Luis Marín is considered a Neo-Expressionist. Cuban art historian Giulio V. Blanc describes Marín's work as having "an appreciation and understanding of light," being "influenced by Caribbean aesthetics," and "Explores the contradictions between abstract and representative art." New York-based Cuban art critic Gustav Valdes stated that Marín "Uses traditional and religious references" and "paints the souls and essence of things in their pure states."

Marín's works explore the visual stimulus of the spectator and represent a constant search of emotions and sensations through aggressive lines, forms, and bold color applications. His Cuban culture is a recurring theme throughout his career. Marín described much his work, particularly during the 1990s, as being influenced by Afro-Cuban culture including: myths, social dynamics, eroticism, and syncretism. As such it was defined by symbols and vivid color usage.

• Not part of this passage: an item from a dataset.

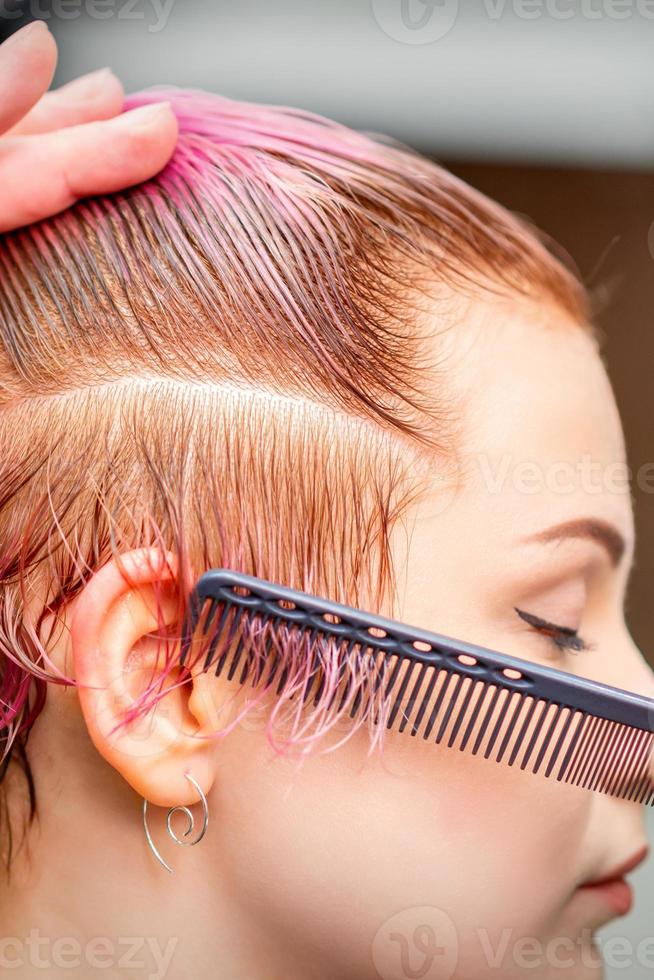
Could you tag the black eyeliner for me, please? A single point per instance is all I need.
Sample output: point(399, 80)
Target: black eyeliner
point(564, 637)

Marín tends to reject political themes and narratives in his art. Explaining this, as well as how his work has evolved since leaving Cuba, Marín told El Nuevo Herald "I have always avoided direct political lectures in my work, I live in a certain context, but I am not interested in permeating my pieces with politics. [...] in Cuba my pieces played more with irony and sarcasm, but today my work is more open, much more complex." He often leaves his works undated, sometimes untitled, and signs his works "Marín."

==Recognition and collections==

Over the course of his nearly 40-year career, Marín has become regarded internationally as a respected Cuban artist of the late 20th and early 21st century. As such, has exhibited his work alongside other renown Cuban artists including Hugo Consuegra and Baruj Salinas. Marín has also been supported by leading Cuban art critics and scholars. Smithsonian Institution associate, historian and curator Giulio V. Blanc compared him to Willem de Kooning. Additionally, Paris-based Cuban writer, film director, and former editor of Cine Cubano magazine Zoé Valdés described Marín's work as "crystalline poetry, influenced by the greats."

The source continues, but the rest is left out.